Reasons Why People Stop Swinging
Some couples participate in the lifestyle once or twice a year; others swing every weekend, without fail. We are all different in how often we enjoy the lifestyle, and in what capacity we enjoy it. Stopping or taking a break from swinging can come about for a variety of different reasons.
- Pregnancy- I’m sure there are women out there who do swing while pregnant, and if you choose to then that’s fine by me, but I’m pretty sure the majority of female swingers take a break whilst pregnant. Plus, pregnancy combined with morning sickness and psychological changes, there’s a good chance you might need to take it easy!
- Medical reasons- you need to look after number one! If you’re not well and suffering from either physical or mental health issues, then you may feel like taking a break from swinging. Your health and wellness may well affect your body image and self-esteem, and sometimes taking some time out is what’s needed to get you back on track.
- Rules– when you swing, you always need to play by the rules, yours, and your partners. When rules are broken, for whatever reason, its advisable to stop swinging for a while whilst trust is reestablished. If boundaries that you have set out are crossed, then taking time away from the scene is vital to discuss how and if, you want to move forward.
- Life changes- work commitments, family life, financial constraints, these are all important factors in our lives that require our time and attention. Career changes and trying to balance family life is hard enough without adding swinging into the mix. You don’t have to put swinging on hold permanently, but maybe put it on a back burner until you feel able to give it the time it deserves. It can be expensive too, especially if you pay for a hotel, club tickets and transport; you can soon spend a few £100s on one night. If you don’t have that expendable cash, or you need it for other things, then it may be advisable to give swinging a miss whilst you get your finances on track.
- Lack of availability- it can be very frustrating when your working all the time and feel you are missing out on all the swinger parties due to work responsibilities. I used to work pretty much every weekend, and getting a Saturday night off was difficult.

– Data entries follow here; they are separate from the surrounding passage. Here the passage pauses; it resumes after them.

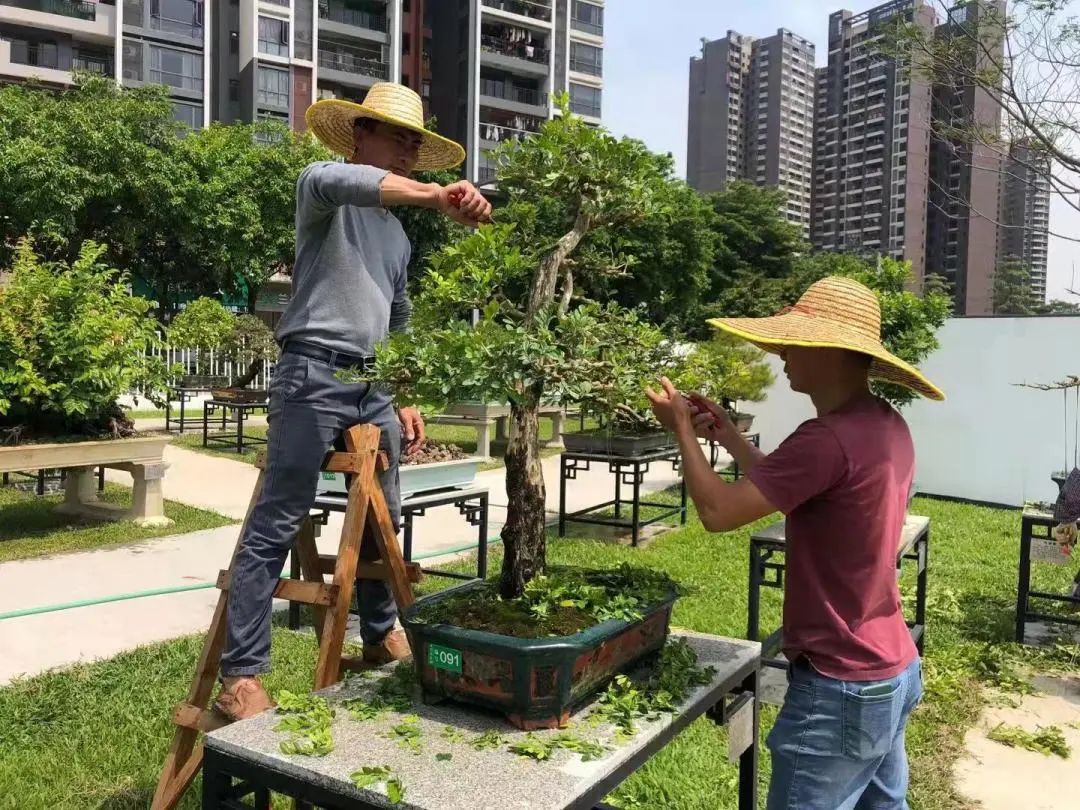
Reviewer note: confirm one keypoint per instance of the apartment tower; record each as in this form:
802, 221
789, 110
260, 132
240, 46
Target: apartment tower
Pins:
872, 140
752, 117
1024, 214
497, 63
133, 41
962, 199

Sometimes I felt reluctant to sign up to swinger sites and chat to couples as I knew that meeting them and making plans around my work schedule was tricky. It was easier to attend swinger parties on a less frequent basis but set aside dedicated time for them.

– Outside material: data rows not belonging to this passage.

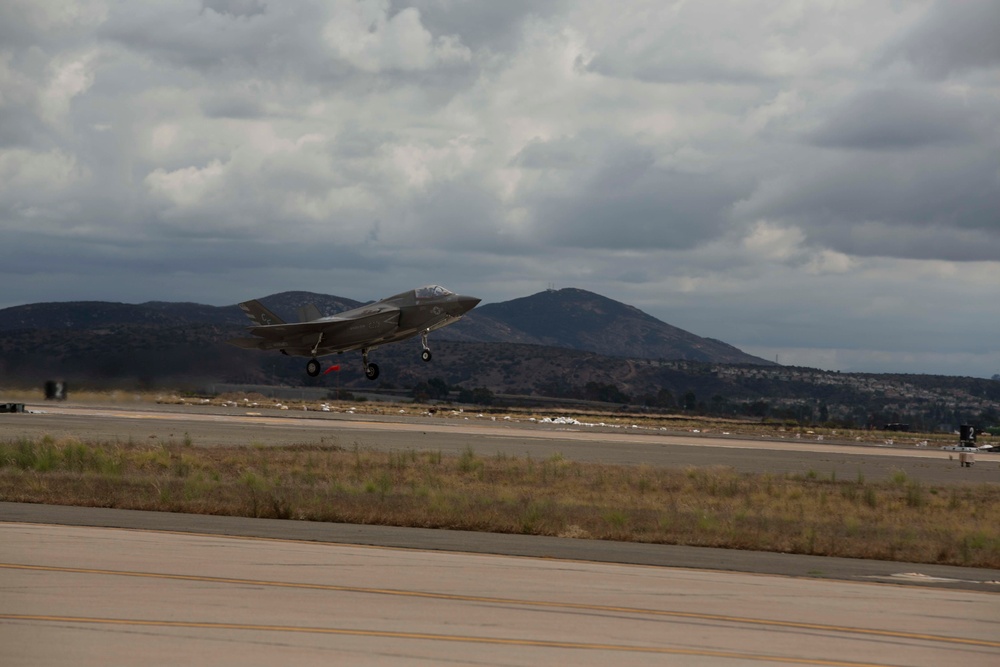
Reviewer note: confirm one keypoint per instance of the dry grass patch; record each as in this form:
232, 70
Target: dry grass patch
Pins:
900, 519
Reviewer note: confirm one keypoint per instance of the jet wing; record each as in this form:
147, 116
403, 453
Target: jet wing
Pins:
338, 331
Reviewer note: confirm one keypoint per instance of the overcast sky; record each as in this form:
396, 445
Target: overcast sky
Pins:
812, 180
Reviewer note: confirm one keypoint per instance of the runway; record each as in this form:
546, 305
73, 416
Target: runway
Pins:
92, 586
101, 596
212, 426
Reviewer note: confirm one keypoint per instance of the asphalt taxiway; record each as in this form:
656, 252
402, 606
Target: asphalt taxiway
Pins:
93, 586
106, 596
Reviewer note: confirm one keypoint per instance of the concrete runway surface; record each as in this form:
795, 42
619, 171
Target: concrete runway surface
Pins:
208, 426
88, 586
105, 596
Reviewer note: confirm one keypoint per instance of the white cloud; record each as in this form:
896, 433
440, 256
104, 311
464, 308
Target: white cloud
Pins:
364, 34
780, 176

- Suppose you have been swinging too much! Sometimes swingers suffer from burn out. Going to clubs every weekend, parties and events, meeting new couples, having sex and chatting on what’s app groups can become exhausting. If you are continuously seeking out new couples, going to swinger clubs and talking 24/7 about sex, then chances are the magic is going to be lost. Make time for you and your partner, go somewhere, just the two of you. Spend time reconnecting and enjoying other pursuits. Swinging is great fun, but not the only fun you can have together.
- Bad swinger experiences- there have been times in the past I’ve been put off swinging by the behaviour of others in the lifestyle. Bad swinger dates, flakey swingers, couples with too much drama, sadly you will experience some negativity at some point. Not everyone is a conscientious swinger couple. Don’t let them put you off though, most swingers are great!
- Mental health– Sometimes, you’re just not feeling it. Perhaps whatever is effecting you has nothing to do with swinging and intimacy, or maybe it does. Whatever is causing you to feel not your best self needs addressing and taking some time away from swinging (which can be very intimate and emotional at times) is a good idea whilst you reconnect with yourself. I’d much rather swing when im feeling 100% myself and not running on 75% me.